The Government has been forced into an embarrassing U-turn in its shake-up of the Crown Prosecution Service (CPS) by freezing the appointments of 42 new Chief Crown Prosecutors.

In a written answer to a parliamentary question, published last week, Attorney General John Morris QC concedes that the Government's plans to reorganise the service into 42 – as opposed to 13 – areas, which were announced two weeks after the General Election, cannot now go ahead until after Sir Iain Glidewell finishes his inquiry sometime in the New Year.

The Government initially said it did not need to wait for the report of the retired Law Lord's independent inquiry into the CPS. But in a letter to Morris last Friday Glidewell insisted that the appointments be frozen.

The decision has put Director of Public Prosecutions Dame Barbara Mills QC into the highly embarrassing position of having to write to the candidates she interviewed over the summer, including many from the private sector, to inform them that the selection process has now been “terminated”.

“I am sorry that circumstances have made it impossible to let you know sooner the outcome of the selection exercises,” she says in her letter.

“Even now, the position remains uncertain because it has been decided not to make any appointments at this stage.”

Glidewell's letter said: “We have concluded that the making, at this stage, of appointments as Chief Crown Prosecutors for the 42 new areas would be premature.”

“The selection boards have necessarily proceeded on a [job] description and approach to these posts which could not take account of our work,” it added.

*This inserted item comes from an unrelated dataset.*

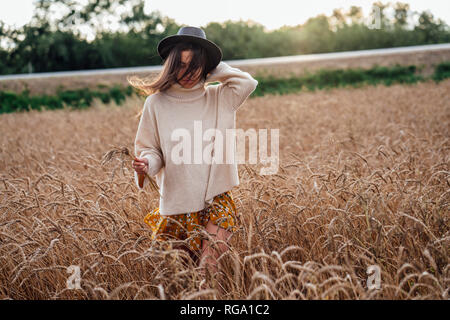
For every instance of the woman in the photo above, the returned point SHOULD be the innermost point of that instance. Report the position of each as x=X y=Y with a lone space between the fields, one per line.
x=195 y=192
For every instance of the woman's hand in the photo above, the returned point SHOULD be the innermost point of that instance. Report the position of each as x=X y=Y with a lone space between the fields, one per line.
x=140 y=165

“We are now satisfied that we will wish to make important recommendations about the character and responsibilities of those posts.”

The letter brought to a head a long-running dispute between the CPS and the Glidewell inquiry over the appointments.

Up until now Mills has insisted she had been carrying out the instructions of Morris although some critics believe she wanted to institute the changes straight away so that they could done be on her terms.

Kevin Goodwin, the convener of the CPS section of the Association of First Division Civil Servants, said: “Sadly this is yet another example of the chaotic management that the CPS has been subjected to for the last five years with yet again considerable wasted costs to the public purse.”